Auto-scaling RDS Instances for AI Workloads

Question

Pulumi · Accepted Answer

Auto-scaling is a feature that allows you to automatically adjust the number of compute instances in response to the changing load on your application. This ensures that your application has the resources it needs to perform well during peak times while saving costs when demand is lower.
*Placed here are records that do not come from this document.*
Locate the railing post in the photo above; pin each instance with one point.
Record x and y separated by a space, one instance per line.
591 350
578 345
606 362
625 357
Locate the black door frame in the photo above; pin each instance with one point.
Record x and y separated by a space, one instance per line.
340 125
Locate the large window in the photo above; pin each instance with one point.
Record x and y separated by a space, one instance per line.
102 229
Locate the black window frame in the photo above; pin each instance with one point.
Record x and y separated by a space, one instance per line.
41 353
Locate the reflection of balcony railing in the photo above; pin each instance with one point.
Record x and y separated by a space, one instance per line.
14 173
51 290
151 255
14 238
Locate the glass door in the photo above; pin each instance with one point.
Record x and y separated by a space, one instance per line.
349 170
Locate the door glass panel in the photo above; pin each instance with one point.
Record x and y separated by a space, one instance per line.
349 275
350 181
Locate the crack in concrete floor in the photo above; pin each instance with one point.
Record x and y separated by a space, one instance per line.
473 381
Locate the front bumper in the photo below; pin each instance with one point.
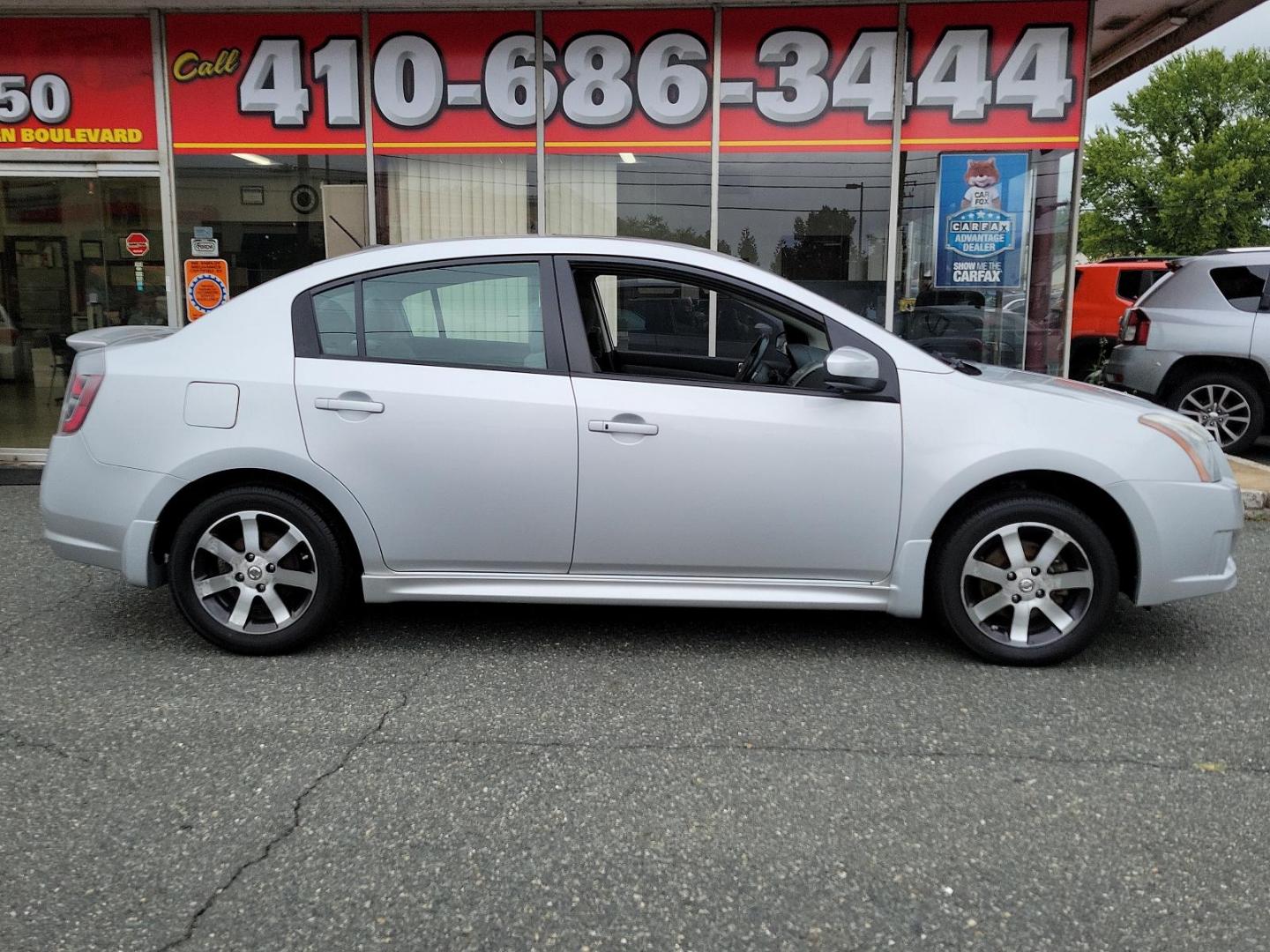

When dealing with AI workloads on AWS RDS instances, we want to ensure that the database instances resize according to the workload demand. Pulumi provides resources from AWS to set up auto-scaling for RDS instances. In this scenario, the most relevant Pulumi resource is the `aws.applicationautoscaling.Target` and `aws.applicationautoscaling.Policy`. These allow you to define the parameters for auto-scaling of a specific AWS service, in our case, RDS.

Here's a Pulumi program written in Python that will create an auto-scaling configuration for AWS RDS instances:

```python
import pulumi
import pulumi_aws as aws

# Create an RDS instance to which we will apply auto-scaling.
rds_instance = aws.rds.Instance("myRdsInstance",
    allocated_storage=20,
    engine="mysql",
    engine_version="5.7",
    instance_class="db.t2.micro",
    name="mydb",
    parameter_group_name="default.mysql5.7",
    password="mydbpassword",
    skip_final_snapshot=True,
    storage_type="gp2",
    username="root",
)

# Define the auto-scaling target. This resource is used to register a scalable target with AWS Application Auto Scaling.
scaling_target = aws.appautoscaling.Target("rdsAutoScalingTarget",
    max_capacity=10,  # The max capacity of RDS instances.
    min_capacity=1,   # The min capacity of RDS instances.
    resource_id=pulumi.Output.concat("instance/", rds_instance.id),  # Formatted as serviceNamespace/resourceType/resourceId.
    scalable_dimension="rds:cluster:ReadReplicaCount",  # Dimension names for RDS.
    service_namespace="rds",  # Valid value for RDS.
)

# Define the auto-scaling policy. This resource is used to set scaling policies for a specified service.
scaling_policy = aws.appautoscaling.Policy("rdsAutoScalingPolicy",
    policy_type="TargetTrackingScaling",
    resource_id=scaling_target.resource_id,  # Reference the scaling target by its resource ID.
    scalable_dimension=scaling_target.scalable_dimension,  # Reference the scalable dimension defined in the scaling target.
    service_namespace=scaling_target.service_namespace,  # Reference the service namespace defined in the scaling target.
    target_tracking_scaling_policy_configuration={
        "predefinedMetricSpecification": {
            "predefinedMetricType": "RDSReaderAverageCPUUtilization",
        },
        "targetValue": 50.0,  # The desired average CPU utilization percentage.
    },
)

# Export the RDS endpoint
pulumi.export("rds_endpoint", rds_instance.endpoint)

# Export the RDS auto-scaling target ID
pulumi.export("scaling_target_id", scaling_target.id)

# Export the RDS auto-scaling policy ARN
pulumi.export("scaling_policy_arn", scaling_policy.arn)
```

In this program, we perform the following steps:

1. Instantiate an `aws.rds.Instance`, which represents our RDS database that we will configure to auto-scale.
2. Define an `aws.appautoscaling.Target` to register our RDS instance as a scalable target with AWS Application Auto Scaling.
3. Create an `aws.appautoscaling.Policy` that defines a scaling policy for the target—specifically, we are using a target tracking scaling policy based on RDS reader average CPU utilization.

Remember, before you can run this Pulumi program, you need to set up AWS credentials on your machine or configure the AWS provider with the required access keys. Once the policy is active, when CPU utilization goes above or below the target value, AWS Application Auto Scaling will automatically adjust the number of replicable read instances, thus ensuring the desired performance and cost efficiency.